Hello @vijamit
Good day!!
It was very hard to analyise the error but :
The causes for the error shared are : Your query has run out of memory during execution, specifically when using the BuildHashedRelation and PartitionedRelation functions.
Running out of memory happens when memory is improperly allocated during query execution. The Photon cluster relies on accurate table statistics to optimize query execution and manage memory usage. When the statistics are incorrect, Photon may allocate insufficient memory for the query, resulting in an Out of Memory error.
Additionally, memory management issues can occur when:
- Queries have multiple joins, subqueries, or aggregations, which increases the complexity of memory management. This makes it more challenging for Photon to accurately estimate memory needs.
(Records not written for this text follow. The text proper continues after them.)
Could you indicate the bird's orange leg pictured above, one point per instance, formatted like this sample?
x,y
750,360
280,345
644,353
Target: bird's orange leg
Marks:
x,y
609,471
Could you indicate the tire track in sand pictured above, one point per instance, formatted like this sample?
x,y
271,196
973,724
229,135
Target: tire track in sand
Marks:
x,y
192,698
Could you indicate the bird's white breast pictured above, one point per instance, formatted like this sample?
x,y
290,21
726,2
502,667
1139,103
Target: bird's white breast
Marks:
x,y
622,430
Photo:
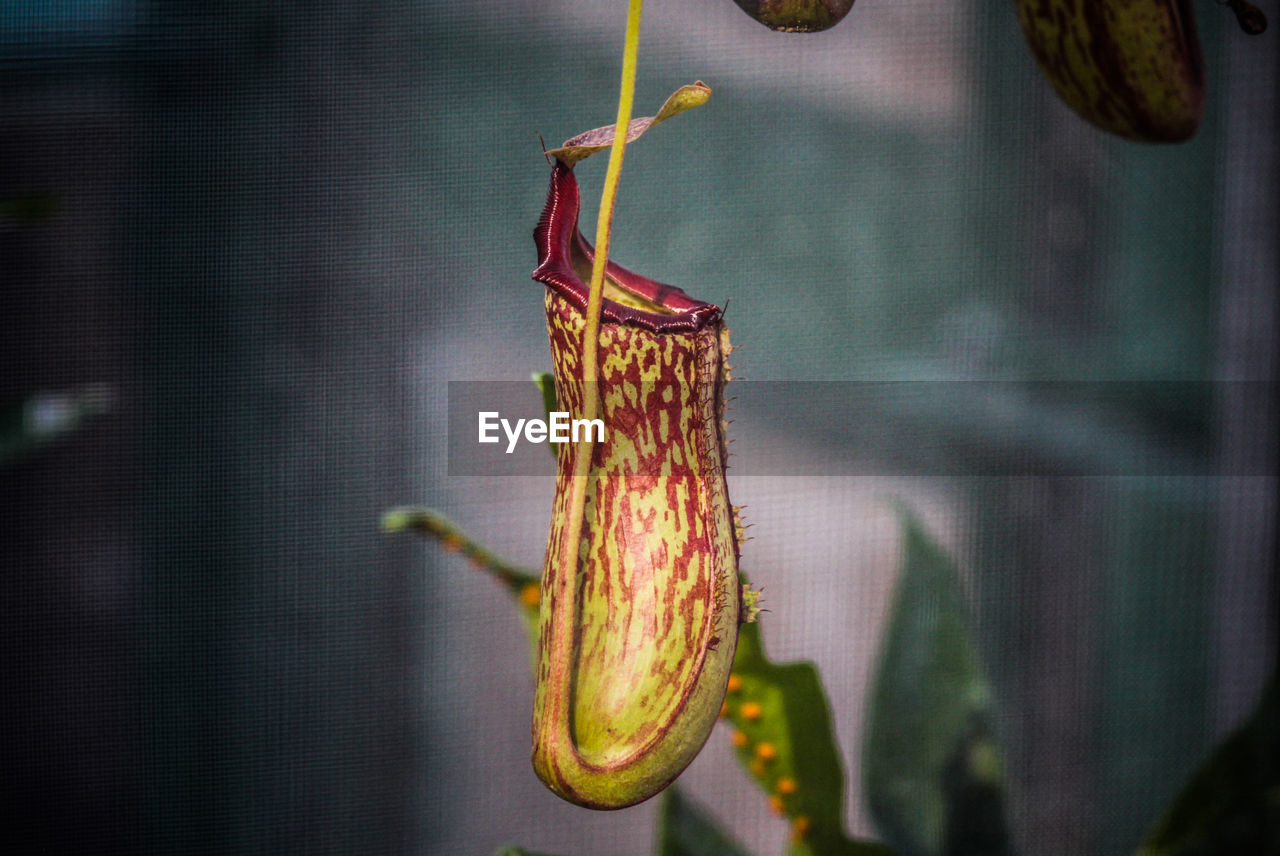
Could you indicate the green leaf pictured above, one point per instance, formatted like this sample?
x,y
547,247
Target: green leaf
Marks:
x,y
931,767
685,829
1232,804
597,140
521,582
784,736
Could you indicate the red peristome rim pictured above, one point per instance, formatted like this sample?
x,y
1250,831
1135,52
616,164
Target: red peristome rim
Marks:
x,y
556,236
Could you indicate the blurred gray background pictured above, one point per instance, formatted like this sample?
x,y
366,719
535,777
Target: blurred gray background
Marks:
x,y
278,230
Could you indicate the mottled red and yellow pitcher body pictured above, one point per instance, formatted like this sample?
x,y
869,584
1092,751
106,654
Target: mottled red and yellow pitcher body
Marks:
x,y
638,635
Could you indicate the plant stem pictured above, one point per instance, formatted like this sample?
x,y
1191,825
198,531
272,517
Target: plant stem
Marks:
x,y
595,296
560,644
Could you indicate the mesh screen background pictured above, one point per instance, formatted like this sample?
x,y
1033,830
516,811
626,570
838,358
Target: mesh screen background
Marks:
x,y
277,230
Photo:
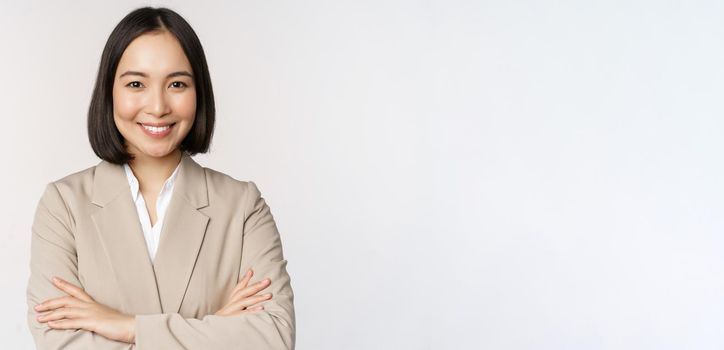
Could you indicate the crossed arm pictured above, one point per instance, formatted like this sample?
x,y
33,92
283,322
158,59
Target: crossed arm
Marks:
x,y
78,322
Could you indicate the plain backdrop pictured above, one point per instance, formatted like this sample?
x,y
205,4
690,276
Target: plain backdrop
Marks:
x,y
444,174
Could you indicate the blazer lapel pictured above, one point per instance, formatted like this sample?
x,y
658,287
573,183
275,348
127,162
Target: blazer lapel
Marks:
x,y
121,235
183,231
158,286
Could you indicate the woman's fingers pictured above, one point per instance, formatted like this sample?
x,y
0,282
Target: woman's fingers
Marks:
x,y
251,309
58,314
242,284
250,301
250,290
56,303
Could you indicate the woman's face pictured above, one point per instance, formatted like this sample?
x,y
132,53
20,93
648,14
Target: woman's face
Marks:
x,y
154,86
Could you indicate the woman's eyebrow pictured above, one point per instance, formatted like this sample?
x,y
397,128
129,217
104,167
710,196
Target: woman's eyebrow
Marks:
x,y
174,74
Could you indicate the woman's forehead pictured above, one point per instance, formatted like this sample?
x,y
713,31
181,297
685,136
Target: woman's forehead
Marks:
x,y
156,54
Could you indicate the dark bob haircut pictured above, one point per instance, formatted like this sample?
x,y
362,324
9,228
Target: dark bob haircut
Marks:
x,y
106,140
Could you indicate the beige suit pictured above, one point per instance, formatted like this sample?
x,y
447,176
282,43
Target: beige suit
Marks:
x,y
86,230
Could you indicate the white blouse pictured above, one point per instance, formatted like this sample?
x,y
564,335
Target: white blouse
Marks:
x,y
151,233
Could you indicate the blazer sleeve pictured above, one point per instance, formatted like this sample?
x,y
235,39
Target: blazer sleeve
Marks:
x,y
53,253
271,328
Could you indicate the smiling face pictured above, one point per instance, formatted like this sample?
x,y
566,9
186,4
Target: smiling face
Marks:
x,y
154,99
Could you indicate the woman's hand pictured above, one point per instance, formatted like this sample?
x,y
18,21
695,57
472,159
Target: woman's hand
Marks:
x,y
78,310
242,297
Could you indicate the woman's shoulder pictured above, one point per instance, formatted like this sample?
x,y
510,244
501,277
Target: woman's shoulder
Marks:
x,y
221,180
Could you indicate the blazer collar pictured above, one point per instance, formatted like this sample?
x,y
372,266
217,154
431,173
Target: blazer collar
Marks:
x,y
151,287
110,180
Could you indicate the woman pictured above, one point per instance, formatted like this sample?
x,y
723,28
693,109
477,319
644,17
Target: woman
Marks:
x,y
148,249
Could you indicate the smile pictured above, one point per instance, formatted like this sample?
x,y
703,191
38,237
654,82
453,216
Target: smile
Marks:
x,y
157,132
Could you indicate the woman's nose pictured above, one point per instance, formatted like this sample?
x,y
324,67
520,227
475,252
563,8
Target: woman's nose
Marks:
x,y
157,104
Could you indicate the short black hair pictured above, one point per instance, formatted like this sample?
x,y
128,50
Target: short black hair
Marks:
x,y
105,139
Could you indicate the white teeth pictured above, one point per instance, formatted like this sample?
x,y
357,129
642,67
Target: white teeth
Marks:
x,y
156,130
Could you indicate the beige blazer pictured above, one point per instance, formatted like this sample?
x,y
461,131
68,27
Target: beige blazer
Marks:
x,y
86,230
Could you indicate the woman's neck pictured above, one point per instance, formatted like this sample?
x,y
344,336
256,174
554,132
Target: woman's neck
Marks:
x,y
152,172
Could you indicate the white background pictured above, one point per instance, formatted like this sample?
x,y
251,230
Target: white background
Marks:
x,y
444,174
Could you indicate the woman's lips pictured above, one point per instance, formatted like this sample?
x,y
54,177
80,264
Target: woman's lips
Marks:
x,y
157,135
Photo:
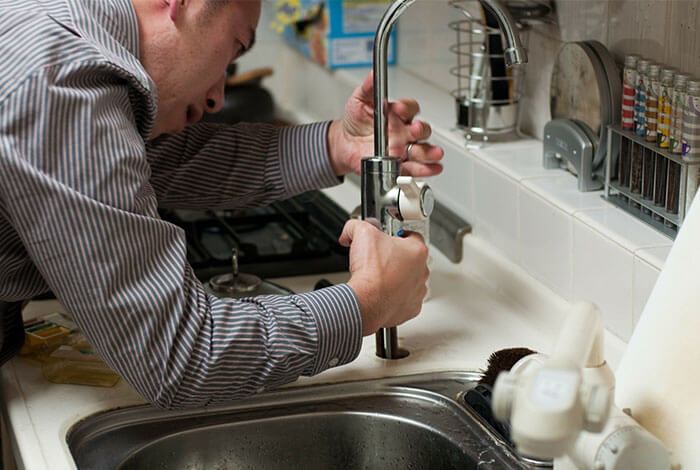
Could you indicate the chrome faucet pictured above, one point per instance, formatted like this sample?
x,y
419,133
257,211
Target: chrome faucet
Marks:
x,y
385,194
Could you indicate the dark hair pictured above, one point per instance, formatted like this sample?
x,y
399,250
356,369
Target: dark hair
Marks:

- Youโre working with large datasets, which increases the likelihood of encountering an out-of-memory error. Photon may underestimate the memory required to process the data.
- You work with dependencies such as outdated libraries or incompatible versions, which also contribute to memory management problems in Photon.
Expected solution:
ANALYZE TABLE <table-name> COMPUTE STATISTICS;
If possible, simplify complex queries by breaking them down into smaller, more manageable parts. This can help Photon better estimate memory requirements and reduce the likelihood of an out-of-memory error.
Upgrade to Databricks Runtime 13.3 LTS or above. There is a new feature added to Databricks Runtime versions starting with 13.3 LTS that helps mitigate this issue.